LAWS(PVC)-1923-1-240

SHANKAR MAHABLESHWAR BHATT Vs. MANJUNATH SUBBA BALGYA

Decided On January 23, 1923
SHANKAR MAHABLESHWAR BHATT Appellant
V/S
MANJUNATH SUBBA BALGYA Respondents

JUDGEMENT

(1.) We think the decree of the Trial Court must be restored. The learned Judge was of opinion that the 2nd defendant did not prove that, according to the terms of the Will of his father, defendant No. 3 was not entitled to any share in the plaint property. The Will, no doubt, standing by itself, is one which it would be very difficult to construe according to English ideas, but it was clearly intended that if Venkatesh behaved himself well, he should get half the share in his father's property. But the evidence shows that whatever Venkatesh's conduct may have been at the time the Will was written, he was living in amity with his brother, and presumably with his father at the time the father died. The Judge says: "It appears from the evidence of Exhibit 39 a witness for defendant No. 2 that after the death of the testator which took place immediately after the date of the Will the two brothers lived in amity for 2 or 3 years. There is no evidence to say that during this period defendant No. 5 was not leading a respectable life."

(2.) The condition in the Will was that Venkatesh should turn to good ways and reside with Manjunath respectably then only Manjunath should give the other half to Venkatesh. It was open to Manjunath to prove that the uncertain event, on the happening of which half the share was to go to Venkatesh, had not happened. But we find from Exhibit 38, which was his conveyance to the 1 defendant, that he admitted that, in accordance with the father's Will, himself and Venkatesh were together enjoying the below described property as rightful owners. Therefore, when he sold his half share to the 1 de-defendants he could not possibly have imagined that he was keeping the other half for himself. In any circumstances, the plaintiffs who derived title from Venkatesh are entitled to succeed.

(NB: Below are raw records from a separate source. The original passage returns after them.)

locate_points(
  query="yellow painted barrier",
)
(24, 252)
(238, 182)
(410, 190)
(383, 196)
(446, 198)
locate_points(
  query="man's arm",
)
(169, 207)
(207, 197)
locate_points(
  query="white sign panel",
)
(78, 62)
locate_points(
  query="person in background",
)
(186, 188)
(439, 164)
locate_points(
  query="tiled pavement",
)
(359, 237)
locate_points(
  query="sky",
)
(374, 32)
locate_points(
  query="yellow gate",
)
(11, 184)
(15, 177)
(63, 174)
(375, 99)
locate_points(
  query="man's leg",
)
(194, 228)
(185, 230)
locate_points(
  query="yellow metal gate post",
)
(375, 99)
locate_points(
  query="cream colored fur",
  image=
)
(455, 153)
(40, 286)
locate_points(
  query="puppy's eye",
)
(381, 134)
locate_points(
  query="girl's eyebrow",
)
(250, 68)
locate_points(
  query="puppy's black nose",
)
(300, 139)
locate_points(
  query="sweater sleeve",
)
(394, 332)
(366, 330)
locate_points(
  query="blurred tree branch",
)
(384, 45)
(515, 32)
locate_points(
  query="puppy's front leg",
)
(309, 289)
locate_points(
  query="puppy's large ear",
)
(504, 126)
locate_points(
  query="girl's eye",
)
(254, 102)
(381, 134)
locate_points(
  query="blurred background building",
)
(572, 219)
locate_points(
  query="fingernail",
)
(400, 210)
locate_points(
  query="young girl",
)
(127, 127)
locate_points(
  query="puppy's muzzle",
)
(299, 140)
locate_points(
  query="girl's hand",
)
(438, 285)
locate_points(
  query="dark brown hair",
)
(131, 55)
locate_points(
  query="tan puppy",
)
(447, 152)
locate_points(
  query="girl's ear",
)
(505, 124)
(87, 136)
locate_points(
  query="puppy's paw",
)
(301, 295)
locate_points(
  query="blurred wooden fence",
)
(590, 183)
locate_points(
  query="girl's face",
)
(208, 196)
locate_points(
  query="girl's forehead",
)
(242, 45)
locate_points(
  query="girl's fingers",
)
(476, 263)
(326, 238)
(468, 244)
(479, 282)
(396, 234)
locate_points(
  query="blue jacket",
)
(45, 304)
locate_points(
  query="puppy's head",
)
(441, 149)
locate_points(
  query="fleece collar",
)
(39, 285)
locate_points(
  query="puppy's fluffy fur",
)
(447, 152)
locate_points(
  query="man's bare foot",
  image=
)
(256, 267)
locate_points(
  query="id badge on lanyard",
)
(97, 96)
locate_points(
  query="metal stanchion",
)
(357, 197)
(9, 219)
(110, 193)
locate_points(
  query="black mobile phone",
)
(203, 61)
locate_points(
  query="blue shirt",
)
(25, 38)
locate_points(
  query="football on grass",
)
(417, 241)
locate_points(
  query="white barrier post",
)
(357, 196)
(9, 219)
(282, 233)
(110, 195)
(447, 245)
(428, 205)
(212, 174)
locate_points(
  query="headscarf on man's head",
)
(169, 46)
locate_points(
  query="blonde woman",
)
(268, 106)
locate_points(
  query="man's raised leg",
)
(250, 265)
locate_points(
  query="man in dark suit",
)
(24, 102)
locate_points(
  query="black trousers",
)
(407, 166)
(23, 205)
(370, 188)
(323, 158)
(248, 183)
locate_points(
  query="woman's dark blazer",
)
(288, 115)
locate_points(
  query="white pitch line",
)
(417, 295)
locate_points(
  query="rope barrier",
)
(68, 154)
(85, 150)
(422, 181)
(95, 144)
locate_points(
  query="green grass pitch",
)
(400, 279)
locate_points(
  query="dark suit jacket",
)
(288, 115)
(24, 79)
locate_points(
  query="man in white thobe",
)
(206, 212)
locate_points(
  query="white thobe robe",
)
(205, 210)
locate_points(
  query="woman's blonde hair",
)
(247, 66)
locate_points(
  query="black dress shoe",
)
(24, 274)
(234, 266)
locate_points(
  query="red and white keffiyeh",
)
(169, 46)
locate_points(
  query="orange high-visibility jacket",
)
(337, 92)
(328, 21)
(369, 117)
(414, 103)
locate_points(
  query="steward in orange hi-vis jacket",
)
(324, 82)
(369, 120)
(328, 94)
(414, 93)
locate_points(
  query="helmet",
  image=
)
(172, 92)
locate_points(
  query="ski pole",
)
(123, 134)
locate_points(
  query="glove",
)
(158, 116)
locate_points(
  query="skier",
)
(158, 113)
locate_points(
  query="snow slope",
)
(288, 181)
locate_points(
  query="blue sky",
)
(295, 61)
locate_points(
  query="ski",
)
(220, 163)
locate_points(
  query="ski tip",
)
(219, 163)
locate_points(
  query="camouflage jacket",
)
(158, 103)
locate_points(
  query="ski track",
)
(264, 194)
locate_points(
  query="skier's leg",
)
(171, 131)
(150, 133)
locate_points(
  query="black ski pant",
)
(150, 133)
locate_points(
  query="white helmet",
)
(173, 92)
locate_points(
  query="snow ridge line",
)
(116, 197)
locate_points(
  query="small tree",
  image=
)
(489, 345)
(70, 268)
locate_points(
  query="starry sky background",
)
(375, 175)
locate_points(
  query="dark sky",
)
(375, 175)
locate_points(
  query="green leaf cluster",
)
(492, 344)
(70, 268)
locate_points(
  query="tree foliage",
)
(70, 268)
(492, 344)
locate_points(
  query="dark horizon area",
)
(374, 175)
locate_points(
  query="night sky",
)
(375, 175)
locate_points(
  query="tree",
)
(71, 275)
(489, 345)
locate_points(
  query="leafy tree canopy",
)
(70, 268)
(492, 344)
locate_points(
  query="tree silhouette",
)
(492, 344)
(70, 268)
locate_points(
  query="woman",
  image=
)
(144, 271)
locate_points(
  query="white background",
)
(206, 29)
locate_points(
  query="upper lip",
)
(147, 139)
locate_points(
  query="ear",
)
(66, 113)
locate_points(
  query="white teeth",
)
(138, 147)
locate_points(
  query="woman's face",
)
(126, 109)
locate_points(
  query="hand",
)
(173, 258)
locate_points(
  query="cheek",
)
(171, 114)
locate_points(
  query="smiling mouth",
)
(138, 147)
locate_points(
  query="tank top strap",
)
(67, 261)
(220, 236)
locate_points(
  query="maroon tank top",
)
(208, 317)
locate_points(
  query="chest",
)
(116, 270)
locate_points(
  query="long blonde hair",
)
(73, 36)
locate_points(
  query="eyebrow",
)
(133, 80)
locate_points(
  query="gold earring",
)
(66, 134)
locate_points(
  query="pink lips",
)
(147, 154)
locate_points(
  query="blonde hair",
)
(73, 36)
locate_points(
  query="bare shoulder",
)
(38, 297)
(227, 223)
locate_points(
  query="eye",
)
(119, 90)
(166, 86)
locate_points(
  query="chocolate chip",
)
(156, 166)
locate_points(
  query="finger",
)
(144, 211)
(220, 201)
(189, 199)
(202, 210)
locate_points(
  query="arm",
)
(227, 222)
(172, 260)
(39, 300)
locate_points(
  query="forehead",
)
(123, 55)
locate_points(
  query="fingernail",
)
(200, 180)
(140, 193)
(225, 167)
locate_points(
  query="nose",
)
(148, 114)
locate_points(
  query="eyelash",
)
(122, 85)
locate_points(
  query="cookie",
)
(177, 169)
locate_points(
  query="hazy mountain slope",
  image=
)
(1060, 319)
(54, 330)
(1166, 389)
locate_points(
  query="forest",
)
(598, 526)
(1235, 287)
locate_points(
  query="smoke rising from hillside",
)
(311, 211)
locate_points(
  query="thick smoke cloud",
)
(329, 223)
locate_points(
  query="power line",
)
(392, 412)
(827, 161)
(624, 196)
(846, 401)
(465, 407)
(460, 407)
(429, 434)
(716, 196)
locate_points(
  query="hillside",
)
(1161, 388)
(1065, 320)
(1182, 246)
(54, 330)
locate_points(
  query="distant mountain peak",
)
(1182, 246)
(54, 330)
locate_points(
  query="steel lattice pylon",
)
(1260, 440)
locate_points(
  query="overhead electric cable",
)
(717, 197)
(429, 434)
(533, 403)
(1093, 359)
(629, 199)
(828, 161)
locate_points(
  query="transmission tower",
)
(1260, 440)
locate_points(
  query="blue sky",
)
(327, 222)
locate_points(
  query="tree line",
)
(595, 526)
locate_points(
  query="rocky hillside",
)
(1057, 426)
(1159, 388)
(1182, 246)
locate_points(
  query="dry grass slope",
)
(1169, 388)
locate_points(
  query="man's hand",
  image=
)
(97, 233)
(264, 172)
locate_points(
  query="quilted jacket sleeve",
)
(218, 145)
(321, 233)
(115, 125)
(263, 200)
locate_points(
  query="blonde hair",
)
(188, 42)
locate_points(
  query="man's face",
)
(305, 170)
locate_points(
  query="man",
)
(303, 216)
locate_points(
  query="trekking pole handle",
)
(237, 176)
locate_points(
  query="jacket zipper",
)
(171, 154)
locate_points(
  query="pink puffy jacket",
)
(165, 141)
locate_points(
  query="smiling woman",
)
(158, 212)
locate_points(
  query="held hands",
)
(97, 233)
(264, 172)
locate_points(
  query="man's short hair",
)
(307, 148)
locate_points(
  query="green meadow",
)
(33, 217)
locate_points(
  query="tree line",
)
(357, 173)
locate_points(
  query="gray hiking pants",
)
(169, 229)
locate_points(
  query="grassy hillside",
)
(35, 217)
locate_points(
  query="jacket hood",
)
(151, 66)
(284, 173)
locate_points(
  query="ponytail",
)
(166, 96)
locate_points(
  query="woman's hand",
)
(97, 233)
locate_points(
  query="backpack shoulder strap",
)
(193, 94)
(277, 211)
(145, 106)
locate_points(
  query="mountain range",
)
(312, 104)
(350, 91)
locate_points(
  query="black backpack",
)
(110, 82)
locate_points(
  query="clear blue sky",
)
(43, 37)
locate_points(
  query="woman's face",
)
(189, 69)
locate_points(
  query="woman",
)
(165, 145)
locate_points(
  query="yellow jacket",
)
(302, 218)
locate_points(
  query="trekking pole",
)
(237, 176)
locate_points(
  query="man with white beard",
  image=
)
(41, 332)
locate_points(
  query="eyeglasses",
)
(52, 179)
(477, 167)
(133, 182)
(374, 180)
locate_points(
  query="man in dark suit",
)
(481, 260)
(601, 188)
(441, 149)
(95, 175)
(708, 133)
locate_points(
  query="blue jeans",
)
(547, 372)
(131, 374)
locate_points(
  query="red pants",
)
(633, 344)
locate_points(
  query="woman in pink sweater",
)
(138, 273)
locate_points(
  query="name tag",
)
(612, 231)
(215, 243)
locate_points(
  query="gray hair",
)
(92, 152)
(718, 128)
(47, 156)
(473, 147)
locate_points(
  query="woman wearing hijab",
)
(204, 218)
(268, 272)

(3.) The learned District Judge seemed to consider that half the share in the property could not possibly go to Venkatesh without a deed of transfer, but I should not be disposed to take such a strict view of the construction of a Hindu Will of this character. I think, that the provisions of Section 118 of the Succession Act would apply, so that on the happening of the uncertain event half the estate which, under the testator's Will, vested in Manjunath would become vested in Venkatesh. The appeal is allowed, the decree of the lower Appellate Court set aside and that or the Trial Court restored with costs throughout.